Adopted in 2015, the SDGs are a set of 17 commitments by all UN member countries to overcome substantial challenges, such eradicating world poverty and hunger, achieving gender equality or adopting ambitious policies to fight the effects of climate change.
Panellists agreed that, as the pandemic brought to light persistent inequalities in both developed and developing countries, more intense cooperation between governments and corporate leaders was needed to overcome differences and bridge persistent divides.

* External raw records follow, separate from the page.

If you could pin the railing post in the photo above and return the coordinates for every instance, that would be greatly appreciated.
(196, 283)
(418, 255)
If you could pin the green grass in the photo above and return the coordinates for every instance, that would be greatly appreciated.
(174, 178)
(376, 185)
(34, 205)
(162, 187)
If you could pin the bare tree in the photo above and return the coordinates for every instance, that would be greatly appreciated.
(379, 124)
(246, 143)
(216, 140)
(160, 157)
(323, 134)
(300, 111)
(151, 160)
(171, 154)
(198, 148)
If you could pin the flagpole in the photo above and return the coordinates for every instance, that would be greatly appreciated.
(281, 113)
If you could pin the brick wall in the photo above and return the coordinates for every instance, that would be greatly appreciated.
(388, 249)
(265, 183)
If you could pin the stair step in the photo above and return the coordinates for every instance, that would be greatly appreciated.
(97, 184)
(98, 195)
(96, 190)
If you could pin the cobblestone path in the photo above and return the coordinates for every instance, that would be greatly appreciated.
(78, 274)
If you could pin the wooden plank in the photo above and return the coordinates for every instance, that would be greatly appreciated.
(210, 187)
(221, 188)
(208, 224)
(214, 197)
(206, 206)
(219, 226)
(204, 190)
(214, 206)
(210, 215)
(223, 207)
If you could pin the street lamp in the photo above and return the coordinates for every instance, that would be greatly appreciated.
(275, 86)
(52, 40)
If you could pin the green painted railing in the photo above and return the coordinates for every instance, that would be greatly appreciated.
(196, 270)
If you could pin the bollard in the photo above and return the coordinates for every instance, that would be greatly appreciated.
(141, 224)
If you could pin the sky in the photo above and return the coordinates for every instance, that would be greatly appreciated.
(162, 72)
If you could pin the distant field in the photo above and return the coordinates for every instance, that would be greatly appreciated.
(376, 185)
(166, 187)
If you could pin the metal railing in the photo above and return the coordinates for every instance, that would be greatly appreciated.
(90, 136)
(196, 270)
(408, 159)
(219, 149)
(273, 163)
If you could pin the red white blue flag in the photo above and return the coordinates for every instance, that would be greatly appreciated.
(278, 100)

Ethel Tan, Tech Policy Advisor at the OECD, said that the pandemic had given an unprecedented boost to connectivity and digitalisation, but that a lot of work still needed to be done at both a local and global level.
As lockdowns across the world moved businesses and learning online, IT providers raced to ensure quality access to online services while governments scrambled to smooth out persistent social inequalities as they translated into the digital arena.
“The past few months have really shown us that we don’t have an equitable situation when it comes to access to digital technologies,” Gordon said. “And yet, digital technologies can make such a difference in people’s lives.”
For this, panellists said that international cooperation between a multiplicity of stakeholders was more crucial than ever, in order to overcome global challenges.
“Geopolitical conflicts are challenging global collaboration,” Abraham Liu, Chief Representative to the EU Institutions at Huawei, highlighted. “To address global challenges, we need to come together.”
“All international organisations need to work together as one community to cater for the entire global population of 6.5 billion,” he added.
IT and broadband connectivity are “key areas” on which to focus to bring measurable progress to areas ranging from cybersecurity and education to disaster management and climate change, Anusha Rahman Khan, East and South Asia Advisor at the Commonwealth Telecommunications Organisations and former ICT minister of Pakistan said.
And as countries continue adjusting to the novel realities brought on by the pandemic, governments need to double down on rolling out policies capable of harnessing the power of digital technologies while also keeping its inherent risks at bay, Márton Herczeg, Head of Strategy & Impact at the European Institute of Innovation and Technology, emphasised.